I’m a recruiter in Toronto and work with high-caliber candidates for some of the top companies in the GTA. My focus is executive and technical search and 95% of the time I’m headhunting. Yes, 95% of my time is spent calling random people and asking them if they are open to hearing about better offers. If you ask one of these potential candidates if they’re looking for a job, the answer will always be no. NO! Not one of these people are “looking” for a job. These are successful, senior level engineering and professionals working for some of the biggest brands in the world! Of course they’re not LOOKING for a job!!!

So if nobody is “looking” for a job, why am I here?

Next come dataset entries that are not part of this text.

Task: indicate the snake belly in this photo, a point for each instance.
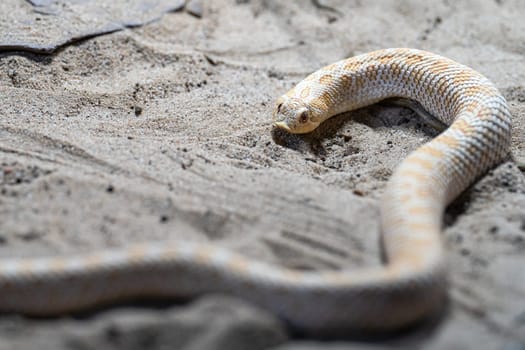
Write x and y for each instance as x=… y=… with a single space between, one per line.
x=411 y=284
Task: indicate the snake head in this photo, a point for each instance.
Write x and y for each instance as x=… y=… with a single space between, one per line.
x=293 y=115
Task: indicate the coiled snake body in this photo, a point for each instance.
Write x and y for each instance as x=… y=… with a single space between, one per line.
x=408 y=287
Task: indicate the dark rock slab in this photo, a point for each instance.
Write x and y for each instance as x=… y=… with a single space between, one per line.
x=44 y=25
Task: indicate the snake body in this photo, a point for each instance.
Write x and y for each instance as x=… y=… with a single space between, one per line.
x=411 y=283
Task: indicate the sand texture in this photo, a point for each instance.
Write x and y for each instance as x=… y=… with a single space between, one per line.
x=163 y=131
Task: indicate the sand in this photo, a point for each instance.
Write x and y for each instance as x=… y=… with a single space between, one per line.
x=163 y=131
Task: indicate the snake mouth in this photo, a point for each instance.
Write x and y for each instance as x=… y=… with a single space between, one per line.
x=283 y=126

Well, a lack of active candidates on the market IS reason why I’m here. Talent is becoming more and more passive; recruiters not only fill jobs, they also create opportunity. We create opportunity for companies to flourish and grow faster than they could without us, but importantly, we create opportunity for employees by way of creating the need for retention strategies. If candidates are being called by umpteen recruiters on a daily basis, employers will do more to ensure they are happy (catered lunches, anyone?). So, to anyone out there that says they don’t like recruiters, think again. What you don’t like is where the industry has headed, the mass approach lead by an army of junior recruiters that won’t last 6 months and don’t have a clue. The profession itself (and the good ones in it) is another story; thanks to the mass increase in recruitment, companies are competing against each other to attract AND retain talent, continuing to add perks and benefits like never seen before. The trick is to find yourself someone that’s actually good at their job and stick with them as long as you can. That’s not always easy to find, but then again, you can always call me 😉

One other thing I just had to say to the candidates out there interviewing. It’s okay to talk to a recruiter if you’re not serious, as long as you communicate that to them. I am always open to talking to anyone proactively! That said, if you go to an interview, you’re looking for a job. The single act of interviewing with a company means that you are now “looking” for a job. An interview is not a coffee at a coffee shop with a hiring manager, I get that there are proactive meetings, but if you’re going in and writing code on a whiteboard with half the team, you’re looking for a job. Just had to get that out.